Historically, the United States has resettled more refugees than any other country.

Since the creation of the United States Refugee Admissions Program (USRAP) in 1980, it has taken in 3 million of the 4 million refugees resettled worldwide and granted asylum to more than 683,000 people.

But the flow of refugees to the US has slowed dramatically since the Trump administration cut the refugee resettlement quota. That now stands at 30,000 per year.

Image: Statista

Just 22,491 refugees were resettled in the US in the fiscal year 2018 – a record low since USRAP was set up nearly 40 years ago. UNHCR, the UN refugee agency, defines resettlement as the transfer of refugees from a state in which they have sought protection to a third state that has agreed to grant them permanent residence status. Therefore these figures do not include people crossing US borders themselves to claim asylum.

Pew Research Center regularly analyzes data on the US’s foreign-born population, and says the largest number of refugees by far came from Democratic Republic of Congo (7,878), followed by Myanmar (3,555), Ukraine (2,635), Bhutan (2,228) and Eritrea (1,269).

Closing the doors

President Donald Trump’s travel ban denies entry to the US from seven countries – five with Muslim majorities, including Syria, which has the largest number of refugees seeking resettlement in the world today.
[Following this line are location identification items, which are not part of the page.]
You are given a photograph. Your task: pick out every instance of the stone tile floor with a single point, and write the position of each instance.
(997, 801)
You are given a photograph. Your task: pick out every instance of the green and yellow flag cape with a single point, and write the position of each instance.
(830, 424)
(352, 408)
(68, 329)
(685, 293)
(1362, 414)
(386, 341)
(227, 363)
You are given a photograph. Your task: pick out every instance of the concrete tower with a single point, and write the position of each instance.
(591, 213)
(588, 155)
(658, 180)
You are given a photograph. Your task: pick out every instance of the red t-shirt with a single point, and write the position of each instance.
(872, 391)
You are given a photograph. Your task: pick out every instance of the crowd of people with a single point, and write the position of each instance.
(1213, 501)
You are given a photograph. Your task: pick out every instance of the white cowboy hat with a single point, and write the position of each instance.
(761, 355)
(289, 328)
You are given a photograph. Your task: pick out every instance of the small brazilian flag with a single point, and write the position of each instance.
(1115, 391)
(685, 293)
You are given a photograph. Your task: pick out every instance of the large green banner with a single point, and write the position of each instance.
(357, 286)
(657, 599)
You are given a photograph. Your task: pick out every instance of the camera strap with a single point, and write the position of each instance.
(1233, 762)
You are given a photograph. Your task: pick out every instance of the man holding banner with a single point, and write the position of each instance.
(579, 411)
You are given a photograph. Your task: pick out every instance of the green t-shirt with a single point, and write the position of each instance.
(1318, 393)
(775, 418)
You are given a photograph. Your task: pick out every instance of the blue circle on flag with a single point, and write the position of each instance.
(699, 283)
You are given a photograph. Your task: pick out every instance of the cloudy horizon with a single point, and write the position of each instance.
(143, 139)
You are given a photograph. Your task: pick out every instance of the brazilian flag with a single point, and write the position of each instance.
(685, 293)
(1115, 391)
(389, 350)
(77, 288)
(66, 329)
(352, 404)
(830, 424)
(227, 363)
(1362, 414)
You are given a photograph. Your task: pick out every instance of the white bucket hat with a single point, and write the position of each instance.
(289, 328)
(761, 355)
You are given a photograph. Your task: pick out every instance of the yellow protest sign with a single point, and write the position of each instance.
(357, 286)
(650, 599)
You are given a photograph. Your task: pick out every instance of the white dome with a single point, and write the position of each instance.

Syrians have been worst affected by the changes to refugee policy. In the fiscal year 2018, the US admitted only 62 Syrian refugees, compared with 12,587 in 2016.

Out of all refugees taken in during that period, 3,495 (16%) were Muslim and 16,018 (71%) were Christian.

Refugees have to apply for protection from outside the US. Asylum seekers, on the other hand, apply from inside the US or at the border.

According to the UNHCR, there are 68.5 million people worldwide who have been forced to flee their homes. More than 40 million are displaced within their own countries, 25.4 million are refugees and 3.1 million are asylum seekers.

The UN’s World Refugee Day, held each year on 20 June, honours the strength, courage and perseverance of millions of refugees across the globe.